# P2P Abmahnung - 2 Musiktitel = 1 HASHwert ?



## Shit Happens (18 Januar 2011)

Habe Anfang letzten Jahres eine Abmahnung erhalten bzgl. Down-/Upload eines Musikstücks in einer Internettauschbörse. Das Musikstück befand sich in einem sogenannten Chart-Container. 
Mein RA hat eine mod. UE vorgefertigt und habe brav Geld an Nümann & Lang überwiesen und auch an meinen RA.
(Ich weiss ich habe ein Musikstück geladen, aber nicht das was abgemahnt wurde)

Soweit sogut,
hatte Mitte letzten Jahres wieder eine Abmahnung von N+L erhalten für ein anderes Musikstück aus demselben Chart-Container, jedoch mit demselben HASH-Wert wofür ich bereits abgemahnt wurde.
Daraufhin hat mein RA um Klärung gebeten, ob wie es sich mit dem HASH-Wert verhält, da ich bereits gezahlt habe und eine neue mod. UE dann auf den HASH-Wert beziehen würde bzw. den gesamten Chart-Container und nicht für 1 Musikstück, sodass ich keine Folgeabmahnungen befürchten muss.

RA N+L hatten informiert, dass im Dez 2010 ein Urteil bzgl. worauf sich der HASH-Wert bezieht erwartet wird und ich bis dahin einen Zahlungsaufschub erhalte.

So warte ich nun seit ca. 4-5 Monaten auf eine Reaktion von N+L bzgl. diese Urteils.

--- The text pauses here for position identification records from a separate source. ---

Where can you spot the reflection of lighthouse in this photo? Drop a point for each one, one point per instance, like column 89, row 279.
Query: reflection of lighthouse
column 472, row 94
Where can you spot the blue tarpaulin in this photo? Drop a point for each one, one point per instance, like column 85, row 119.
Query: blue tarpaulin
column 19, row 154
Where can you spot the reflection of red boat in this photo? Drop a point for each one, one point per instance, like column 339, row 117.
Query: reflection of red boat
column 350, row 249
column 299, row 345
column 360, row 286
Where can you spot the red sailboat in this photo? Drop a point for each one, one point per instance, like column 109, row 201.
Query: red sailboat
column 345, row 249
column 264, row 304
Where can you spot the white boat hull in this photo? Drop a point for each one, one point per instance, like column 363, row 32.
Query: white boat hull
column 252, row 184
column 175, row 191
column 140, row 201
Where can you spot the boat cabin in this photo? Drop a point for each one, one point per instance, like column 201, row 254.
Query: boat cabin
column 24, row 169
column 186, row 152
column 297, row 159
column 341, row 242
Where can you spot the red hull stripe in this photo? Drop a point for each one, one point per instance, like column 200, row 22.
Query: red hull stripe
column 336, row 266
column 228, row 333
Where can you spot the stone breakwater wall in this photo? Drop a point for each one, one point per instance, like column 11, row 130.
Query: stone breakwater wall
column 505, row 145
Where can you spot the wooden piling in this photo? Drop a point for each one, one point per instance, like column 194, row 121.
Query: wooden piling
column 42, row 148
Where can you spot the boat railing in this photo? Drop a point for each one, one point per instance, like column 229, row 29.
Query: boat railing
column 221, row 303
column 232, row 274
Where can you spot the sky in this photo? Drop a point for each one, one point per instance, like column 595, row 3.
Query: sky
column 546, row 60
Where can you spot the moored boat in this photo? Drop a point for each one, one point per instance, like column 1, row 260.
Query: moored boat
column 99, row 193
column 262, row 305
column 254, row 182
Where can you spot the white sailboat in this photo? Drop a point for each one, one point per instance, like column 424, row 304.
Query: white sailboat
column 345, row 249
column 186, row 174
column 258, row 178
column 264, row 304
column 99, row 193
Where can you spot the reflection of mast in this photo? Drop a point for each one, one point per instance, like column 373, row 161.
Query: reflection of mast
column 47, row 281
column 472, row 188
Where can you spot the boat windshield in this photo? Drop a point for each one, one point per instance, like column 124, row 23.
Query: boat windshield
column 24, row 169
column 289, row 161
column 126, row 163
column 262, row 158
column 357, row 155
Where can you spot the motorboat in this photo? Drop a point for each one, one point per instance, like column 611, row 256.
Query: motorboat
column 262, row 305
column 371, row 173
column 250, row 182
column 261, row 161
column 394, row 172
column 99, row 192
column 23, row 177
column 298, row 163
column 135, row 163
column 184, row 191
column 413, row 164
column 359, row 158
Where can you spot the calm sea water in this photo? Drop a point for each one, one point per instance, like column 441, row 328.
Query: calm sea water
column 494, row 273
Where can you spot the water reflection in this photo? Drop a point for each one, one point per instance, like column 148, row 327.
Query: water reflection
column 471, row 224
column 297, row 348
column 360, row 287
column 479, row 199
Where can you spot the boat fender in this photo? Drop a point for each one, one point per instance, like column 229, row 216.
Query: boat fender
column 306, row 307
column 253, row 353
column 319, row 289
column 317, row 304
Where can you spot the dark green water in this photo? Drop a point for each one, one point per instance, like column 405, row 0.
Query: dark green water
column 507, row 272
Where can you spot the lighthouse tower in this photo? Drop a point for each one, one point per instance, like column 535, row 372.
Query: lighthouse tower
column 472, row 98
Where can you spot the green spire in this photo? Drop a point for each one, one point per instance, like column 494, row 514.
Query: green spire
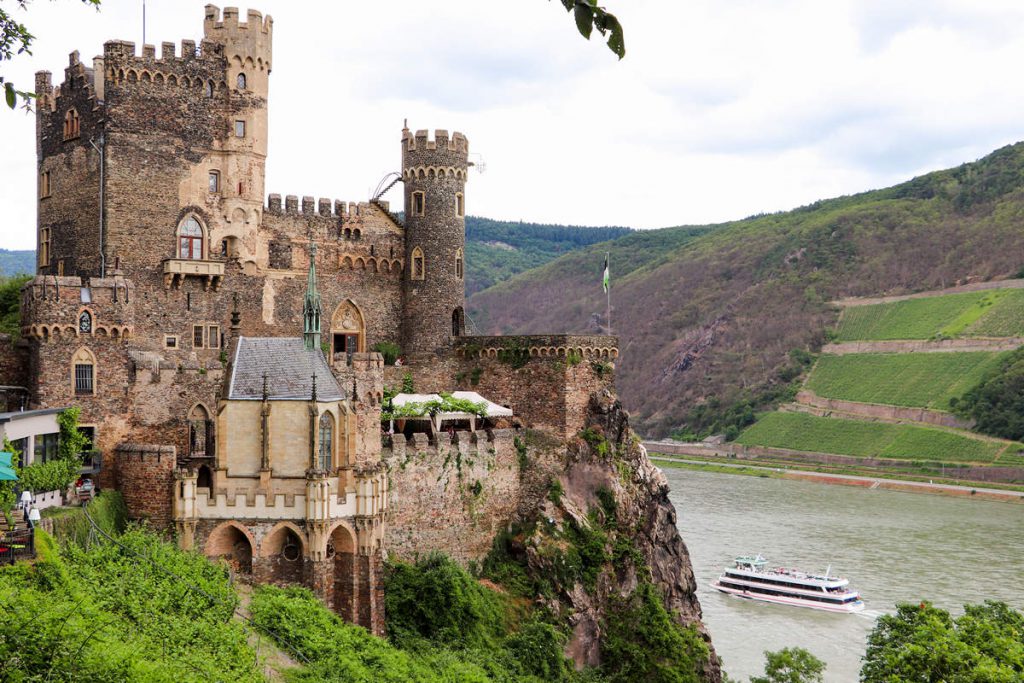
column 311, row 306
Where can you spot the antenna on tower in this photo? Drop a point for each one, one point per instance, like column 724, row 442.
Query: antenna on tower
column 477, row 162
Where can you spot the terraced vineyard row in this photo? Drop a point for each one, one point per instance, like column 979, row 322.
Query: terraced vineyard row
column 870, row 439
column 919, row 380
column 985, row 313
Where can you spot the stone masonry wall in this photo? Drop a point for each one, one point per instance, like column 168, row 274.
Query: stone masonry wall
column 145, row 479
column 453, row 497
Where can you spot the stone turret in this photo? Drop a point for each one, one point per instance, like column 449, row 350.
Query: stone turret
column 434, row 175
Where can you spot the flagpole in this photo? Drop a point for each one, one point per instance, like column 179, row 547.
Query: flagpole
column 607, row 291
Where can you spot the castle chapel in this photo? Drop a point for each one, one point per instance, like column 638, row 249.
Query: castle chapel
column 220, row 345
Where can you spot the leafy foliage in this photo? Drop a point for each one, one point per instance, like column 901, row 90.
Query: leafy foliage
column 791, row 665
column 10, row 304
column 437, row 601
column 642, row 642
column 104, row 614
column 15, row 39
column 924, row 643
column 589, row 16
column 996, row 403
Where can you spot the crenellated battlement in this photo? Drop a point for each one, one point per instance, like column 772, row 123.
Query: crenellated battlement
column 320, row 207
column 229, row 23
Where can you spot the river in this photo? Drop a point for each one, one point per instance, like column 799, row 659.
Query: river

Kann jemand von den Forenteilnehmern Licht ins Dunkel bringen ?
Bezieht sich der HASH-Wert auf einen gesamten Chart-Container ?
Oder haben wirklich verschiede Musikstück (in einem Chart-Container) denselben HASH-Wert und es darf wie wild abgemahnt werden. ?

Danke für Hilfe.

----------------------------------------------------------------------------------
Ich will mich nicht herausreden, dass ich etwas heruntergeladen habe. 
Jedoch verstehe ich die Welt nicht mehr, dass ich für Lieder zahlen soll die ich gar nicht geladen habe bzw. kenne, sondern sich diese Lieder u.a. im Chart-Container befanden.


----------



## haudraufundschluss (18 Januar 2011)

*AW: P2P Abmahnung - 2 Musiktitel = 1 HASHwert ?*

Ich verstehe nicht, was es mit Chartcontainer auf sich hat.
Meinen die damit ein komplettes Album?
Für einzelne Musikstücke dürfte es eigentlich nicht möglich sein, überhaupt einen Beschluss zu erwirken, der den Provider zur Herausgabe der Daten des Anschlussinhabers zwingt, der die IP-Adresse zum fraglichen Zeitpunkt zugeordnet war.
Insofern hört sich das etwas seltsam an.


----------



## Goblin (18 Januar 2011)

*AW: P2P Abmahnung - 2 Musiktitel = 1 HASHwert ?*



> Ich verstehe nicht, was es mit Chartcontainer auf sich hat


Ein Chartcontainer ist zb die deutsche Top 100 in Win Rar gepackt. Sind 100 Lieder in einer Rar Datei


> und habe brav Geld an Nümann & Lang überwiesen


Hätte ich nicht gemacht. Auch hier sind Klagen relativ selten. Bei Google findet man so gut wie nichts darüber


----------



## Nebelwolf ✟ (18 Januar 2011)

*AW: P2P Abmahnung - 2 Musiktitel = 1 HASHwert ?*

Ein Wunder, ein Wunder!

Die Abmahnanwälte bestreiten normalerweise, daß es zwei Dateien mit dem gleichen Hashwert geben kann. Die Wahrscheinlichkeit, daß zwei Dateien den gleichen Hashwert haben ist sehr klein, daher dürfte wie öfter zu beobachten die Schlamperei der Abmahnanwälte die Ursache sein. 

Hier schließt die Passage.